Head of cardiology Professor Ravinay Bhindi has launched the AUS-COVID study, which will involve more than 800 patients in over 20 hospitals across Australia.
The Kolling Institute researcher said the study aims to provide clinicians and health services with the valuable information they need to lower complications for COVID-19 patients with cardiovascular disease.
“There is a lot we just don’t know about COVID-19, although there is some early data from China and Europe suggesting that cardiac patients are particularly vulnerable,” Professor Bhindi said.
“This leads to increased anxiety for patients and it means general practitioners and clinicians are not thoroughly informed about the implications for this group.
“The study will provide timely advice to help clinicians allocate resources and identify patients most likely to deteriorate and therefore require a higher level of care.

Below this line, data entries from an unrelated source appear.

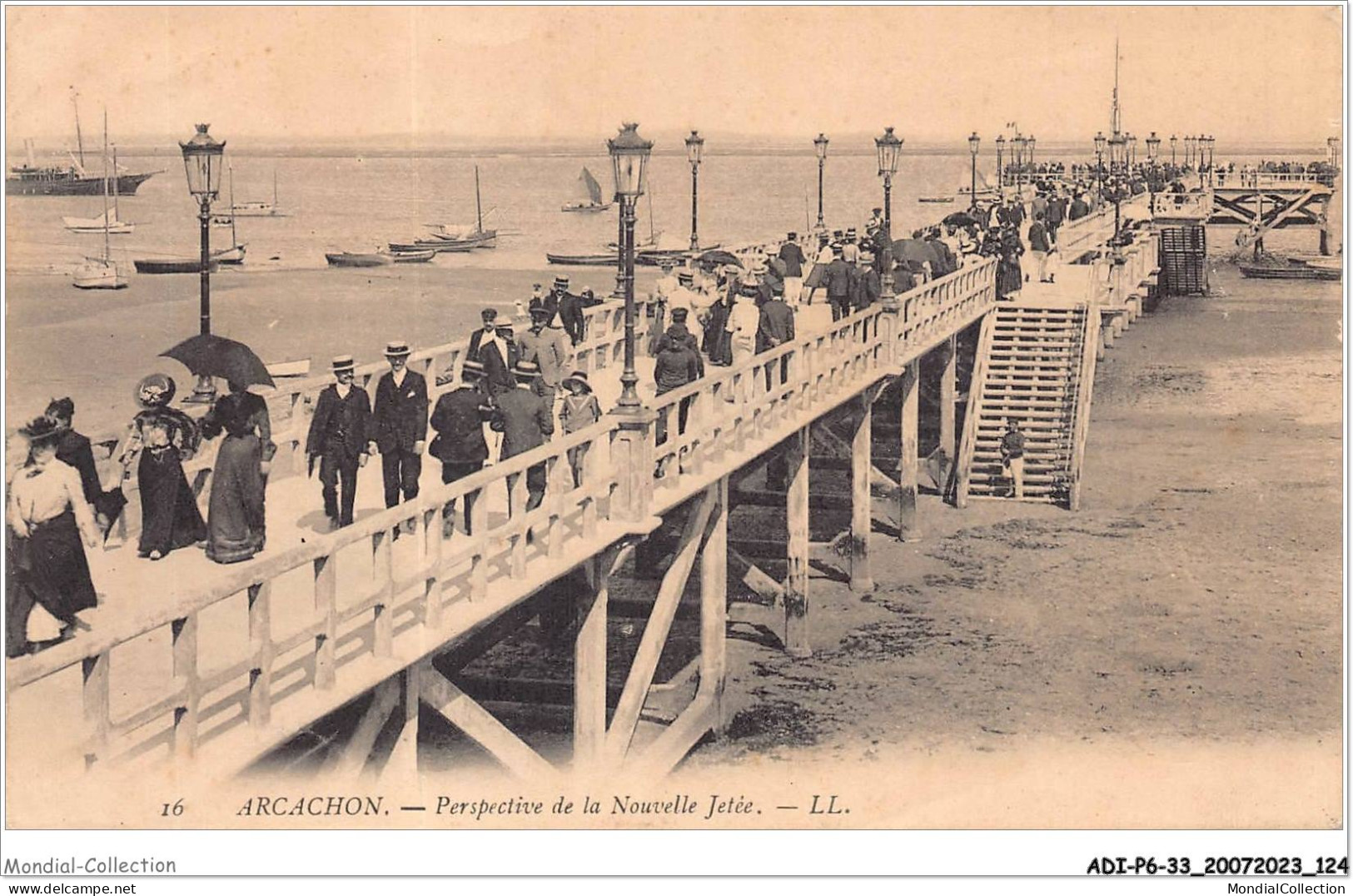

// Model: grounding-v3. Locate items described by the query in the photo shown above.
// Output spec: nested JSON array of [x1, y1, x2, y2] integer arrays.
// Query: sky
[[6, 6, 1344, 145]]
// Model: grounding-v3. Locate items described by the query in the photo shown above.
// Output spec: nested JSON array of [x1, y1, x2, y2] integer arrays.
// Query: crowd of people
[[6, 180, 1120, 656]]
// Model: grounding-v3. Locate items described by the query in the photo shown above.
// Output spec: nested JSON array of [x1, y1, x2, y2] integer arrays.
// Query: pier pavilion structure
[[7, 200, 1156, 799]]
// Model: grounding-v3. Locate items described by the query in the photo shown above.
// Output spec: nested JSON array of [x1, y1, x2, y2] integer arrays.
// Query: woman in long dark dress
[[6, 417, 99, 655], [123, 374, 207, 560], [201, 383, 277, 563]]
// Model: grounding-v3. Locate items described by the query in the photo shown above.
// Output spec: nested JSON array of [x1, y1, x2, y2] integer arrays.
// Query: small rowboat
[[390, 247, 437, 264], [390, 240, 475, 251], [545, 251, 619, 268], [132, 258, 216, 273], [325, 251, 392, 268]]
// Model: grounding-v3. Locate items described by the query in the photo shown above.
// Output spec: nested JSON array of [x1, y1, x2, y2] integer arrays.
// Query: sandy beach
[[676, 264, 1344, 827]]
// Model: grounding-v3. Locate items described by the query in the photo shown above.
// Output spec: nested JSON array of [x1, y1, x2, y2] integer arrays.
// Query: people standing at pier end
[[559, 368, 603, 489], [201, 381, 277, 563], [306, 355, 372, 530], [465, 309, 517, 396], [45, 398, 127, 533], [122, 374, 207, 560], [489, 361, 555, 522], [428, 360, 493, 539], [777, 230, 808, 306], [517, 306, 576, 407], [6, 417, 99, 656], [371, 340, 428, 539]]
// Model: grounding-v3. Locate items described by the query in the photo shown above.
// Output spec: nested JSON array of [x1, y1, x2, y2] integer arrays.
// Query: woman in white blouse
[[7, 417, 99, 652]]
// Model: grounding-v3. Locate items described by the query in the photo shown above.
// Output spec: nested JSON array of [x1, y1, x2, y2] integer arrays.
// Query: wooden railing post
[[249, 580, 273, 728], [169, 613, 201, 760], [785, 426, 813, 656]]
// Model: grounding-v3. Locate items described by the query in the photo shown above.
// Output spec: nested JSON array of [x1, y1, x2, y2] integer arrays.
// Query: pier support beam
[[897, 360, 922, 541], [699, 476, 728, 736], [939, 334, 958, 479], [850, 390, 874, 591], [785, 426, 813, 656]]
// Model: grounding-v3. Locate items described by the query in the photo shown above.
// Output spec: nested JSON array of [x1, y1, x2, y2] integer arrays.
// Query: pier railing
[[93, 296, 652, 544], [7, 258, 997, 774]]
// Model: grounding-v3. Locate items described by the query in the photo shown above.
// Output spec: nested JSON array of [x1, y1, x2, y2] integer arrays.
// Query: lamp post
[[686, 132, 705, 251], [1095, 132, 1104, 199], [813, 134, 828, 230], [967, 132, 982, 208], [874, 127, 903, 303], [606, 122, 654, 411], [179, 125, 226, 403], [1146, 132, 1161, 214]]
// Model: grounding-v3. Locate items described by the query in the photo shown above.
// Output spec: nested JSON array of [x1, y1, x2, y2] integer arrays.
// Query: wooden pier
[[7, 212, 1154, 806]]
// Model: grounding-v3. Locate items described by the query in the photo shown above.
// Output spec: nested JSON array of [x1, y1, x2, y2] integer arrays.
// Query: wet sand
[[689, 264, 1344, 827]]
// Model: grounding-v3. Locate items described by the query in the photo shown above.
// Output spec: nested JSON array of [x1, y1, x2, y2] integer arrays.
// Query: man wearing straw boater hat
[[490, 361, 555, 515], [372, 340, 428, 539], [428, 360, 493, 539], [306, 355, 372, 530]]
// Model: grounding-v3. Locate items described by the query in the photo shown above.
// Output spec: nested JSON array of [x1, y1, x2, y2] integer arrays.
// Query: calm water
[[6, 152, 1331, 431]]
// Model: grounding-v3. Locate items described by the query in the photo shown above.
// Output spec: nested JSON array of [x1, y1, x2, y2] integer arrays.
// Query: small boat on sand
[[545, 251, 619, 268], [132, 257, 216, 273]]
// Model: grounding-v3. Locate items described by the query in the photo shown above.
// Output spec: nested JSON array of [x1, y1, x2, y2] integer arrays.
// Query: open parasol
[[160, 334, 275, 386]]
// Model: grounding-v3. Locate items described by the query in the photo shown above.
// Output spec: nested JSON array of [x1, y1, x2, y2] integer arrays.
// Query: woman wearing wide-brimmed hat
[[6, 417, 99, 656], [201, 383, 277, 563], [122, 374, 207, 560]]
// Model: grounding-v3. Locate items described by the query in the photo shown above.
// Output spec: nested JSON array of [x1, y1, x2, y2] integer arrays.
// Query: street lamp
[[813, 134, 828, 230], [606, 122, 654, 410], [874, 127, 903, 301], [967, 132, 982, 208], [1095, 132, 1104, 197], [1146, 132, 1161, 214], [179, 125, 226, 403], [686, 132, 705, 251]]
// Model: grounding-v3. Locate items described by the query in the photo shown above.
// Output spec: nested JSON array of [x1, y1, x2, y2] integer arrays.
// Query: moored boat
[[560, 168, 610, 212], [545, 251, 619, 268], [132, 257, 216, 273]]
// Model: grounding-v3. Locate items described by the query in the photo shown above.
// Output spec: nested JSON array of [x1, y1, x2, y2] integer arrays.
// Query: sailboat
[[560, 168, 610, 212], [211, 165, 245, 264], [61, 137, 137, 236], [430, 165, 498, 251], [72, 112, 127, 290], [211, 168, 287, 227]]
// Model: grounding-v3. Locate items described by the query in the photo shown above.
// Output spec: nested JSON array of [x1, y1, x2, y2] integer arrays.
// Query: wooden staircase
[[954, 301, 1099, 510]]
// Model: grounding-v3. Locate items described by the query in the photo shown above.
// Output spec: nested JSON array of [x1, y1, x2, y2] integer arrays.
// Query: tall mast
[[101, 110, 108, 264], [71, 89, 87, 168], [1110, 37, 1123, 134], [475, 165, 485, 234]]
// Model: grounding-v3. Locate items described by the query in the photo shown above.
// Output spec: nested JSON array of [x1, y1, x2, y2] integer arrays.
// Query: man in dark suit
[[372, 340, 428, 539], [46, 398, 127, 533], [429, 360, 493, 539], [470, 309, 517, 396], [306, 355, 371, 530], [489, 361, 555, 515]]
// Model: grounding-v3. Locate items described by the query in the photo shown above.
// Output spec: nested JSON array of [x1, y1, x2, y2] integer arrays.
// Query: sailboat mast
[[71, 91, 85, 169], [99, 110, 108, 266], [226, 162, 239, 249], [475, 165, 485, 233]]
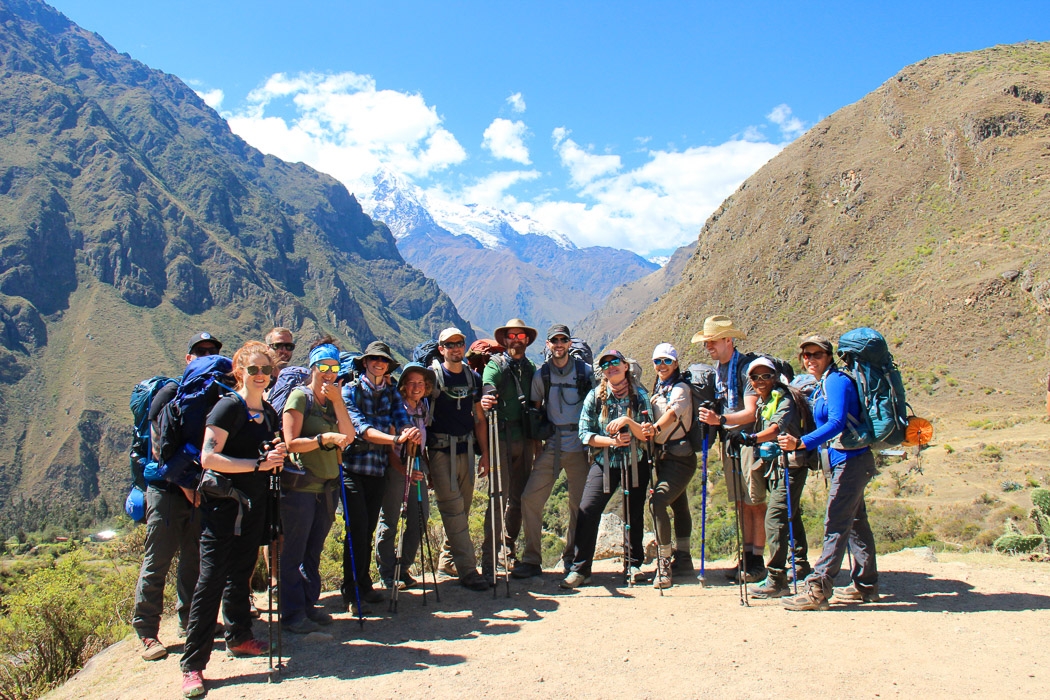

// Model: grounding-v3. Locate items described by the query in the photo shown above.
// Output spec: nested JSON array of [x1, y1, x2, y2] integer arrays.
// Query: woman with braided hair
[[561, 351, 654, 589]]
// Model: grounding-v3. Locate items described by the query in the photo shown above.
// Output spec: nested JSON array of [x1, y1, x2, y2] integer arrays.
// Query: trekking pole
[[386, 442, 413, 613], [780, 450, 798, 595], [339, 462, 364, 630], [414, 454, 441, 606], [726, 444, 751, 606], [267, 461, 285, 682], [699, 427, 709, 588]]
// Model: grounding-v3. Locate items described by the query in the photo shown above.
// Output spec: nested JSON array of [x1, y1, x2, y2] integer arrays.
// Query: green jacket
[[481, 354, 536, 440]]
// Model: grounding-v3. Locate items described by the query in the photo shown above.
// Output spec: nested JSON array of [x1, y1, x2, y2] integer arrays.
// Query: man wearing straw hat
[[693, 315, 765, 582], [481, 318, 537, 577]]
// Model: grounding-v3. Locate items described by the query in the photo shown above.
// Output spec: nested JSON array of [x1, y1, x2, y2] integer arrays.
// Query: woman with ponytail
[[561, 351, 654, 589]]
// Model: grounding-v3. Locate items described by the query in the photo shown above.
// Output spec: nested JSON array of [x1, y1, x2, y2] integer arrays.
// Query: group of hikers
[[129, 316, 894, 697]]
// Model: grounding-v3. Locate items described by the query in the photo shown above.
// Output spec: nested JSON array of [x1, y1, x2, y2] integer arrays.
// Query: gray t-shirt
[[531, 358, 589, 452]]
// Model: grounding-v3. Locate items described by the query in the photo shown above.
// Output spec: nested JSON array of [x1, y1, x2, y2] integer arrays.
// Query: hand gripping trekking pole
[[339, 462, 364, 630], [780, 451, 798, 595], [413, 453, 441, 606], [386, 442, 413, 613], [699, 427, 710, 588]]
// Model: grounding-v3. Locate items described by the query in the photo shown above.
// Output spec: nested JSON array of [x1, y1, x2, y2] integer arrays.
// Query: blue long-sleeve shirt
[[802, 367, 868, 466]]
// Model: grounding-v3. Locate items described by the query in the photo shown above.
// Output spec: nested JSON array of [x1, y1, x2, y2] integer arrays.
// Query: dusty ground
[[49, 550, 1050, 700]]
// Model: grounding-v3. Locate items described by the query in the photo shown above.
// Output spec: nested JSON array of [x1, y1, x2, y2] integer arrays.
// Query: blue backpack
[[124, 376, 177, 523], [838, 328, 908, 450], [146, 355, 234, 489]]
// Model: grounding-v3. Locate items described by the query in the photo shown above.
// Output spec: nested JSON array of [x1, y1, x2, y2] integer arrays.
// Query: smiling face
[[798, 345, 832, 379]]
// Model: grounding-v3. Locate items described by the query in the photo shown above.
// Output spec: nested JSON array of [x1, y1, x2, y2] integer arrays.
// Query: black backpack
[[147, 355, 233, 489]]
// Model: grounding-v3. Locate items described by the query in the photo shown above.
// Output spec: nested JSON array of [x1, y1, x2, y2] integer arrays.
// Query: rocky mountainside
[[363, 173, 657, 331], [0, 0, 469, 531], [616, 43, 1050, 407], [572, 243, 696, 352]]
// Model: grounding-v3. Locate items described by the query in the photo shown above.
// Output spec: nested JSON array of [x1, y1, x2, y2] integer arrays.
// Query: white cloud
[[194, 87, 226, 109], [517, 138, 782, 254], [224, 72, 466, 192], [481, 118, 532, 165], [765, 105, 805, 141], [507, 92, 525, 114], [550, 126, 622, 187]]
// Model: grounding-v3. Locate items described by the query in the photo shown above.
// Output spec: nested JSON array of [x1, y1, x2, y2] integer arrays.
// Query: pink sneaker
[[183, 671, 204, 698]]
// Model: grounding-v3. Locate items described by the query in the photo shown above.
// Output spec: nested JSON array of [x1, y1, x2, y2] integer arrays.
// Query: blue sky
[[45, 0, 1050, 255]]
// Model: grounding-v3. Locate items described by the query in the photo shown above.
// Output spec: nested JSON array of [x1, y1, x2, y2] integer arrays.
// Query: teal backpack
[[838, 328, 908, 450]]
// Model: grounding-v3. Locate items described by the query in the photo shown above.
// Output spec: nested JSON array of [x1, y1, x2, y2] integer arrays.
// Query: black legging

“It will also help identify the patients unlikely to deteriorate, who can be safely discharged.
“Importantly, the AUS-COVID study will provide information on the safety of continuing common cardiac medications for patients with COVID-19.
“This is a really important national study which we believe will assist the large numbers of people with cardiovascular disease in Australia,” he said.
Matthew Gray, who was diagnosed with heart disease two years ago has welcomed the research.
“It’s a timely, landmark study which will help fill the gaps in knowledge, and assist GPs and clinicians to better manage people with heart disease who develop Covid,” he said.
“As a result of the research, there’ll be reliable information which will directly help me mange my health.”
The AUS-COVID study is receiving financial support from the Northern Sydney Local Health District and the Ramsay Hospital Research Foundation.